The statement highlights:
“Regard for human rights is essential in times of crisis. Human rights principles provide a valuable framework for government action and establish crucial safeguards against abuses. Yet respect for human rights is particularly vulnerable – tenuous at best – in times of crisis.”
“International human rights standards require that economic, social and cultural rights be equally subject to effective oversight and enforcement as other human rights.”
“Often overlooked is the greater or differential impact of the pandemic itself on First Nations, Métis and Inuit communities, Black and other racialized communities (especially individuals of Asian origin), the elderly, people living with disabilities, women and children at risk of violence in the home, refugees and migrants, people marginalized because of gender identity or sexual orientation, minority official language communities, prisoners, sex workers, people who are homeless or living in inadequate housing, people who use drugs, precariously-employed workers, and other at-risk communities.”
The statement recommends “immediately establishing or identifying independent human rights oversight committees” that would, among other tasks, “track human rights violations associated with COVID response measures, including through police enforcement.”

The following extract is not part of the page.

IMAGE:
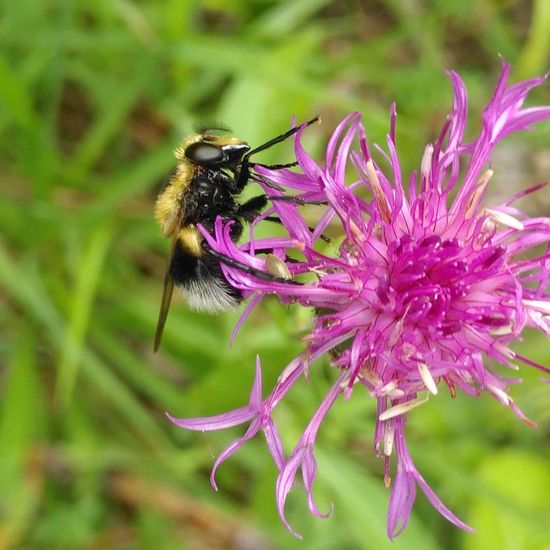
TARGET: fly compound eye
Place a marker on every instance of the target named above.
(205, 153)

PBI-Canada expresses a particular concern that construction on the Coastal GasLink fracked gas pipeline, the Trans Mountain tar sands pipeline, and the Site C hydroelectric dam continues on Indigenous territories during this pandemic without the free, prior and informed consent of the Indigenous nations and communities.
Among the signatories to this letter: Amnesty International Canada, British Columbia Civil Liberties Association, Canadian Friends Service Committee (Quakers), Canadian Union of Public Employees, Canadian Voice of Women for Peace, Christian Peacemakers Teams – Canada, Council of Canadians, Inter Pares, KAIROS: Canadian Ecumenical Justice Initiatives, Lawyers’ Rights Watch Canada, Nobel Women’s Initiative, Project Ploughshares, the Public Service Alliance of Canada, Unifor, and many others.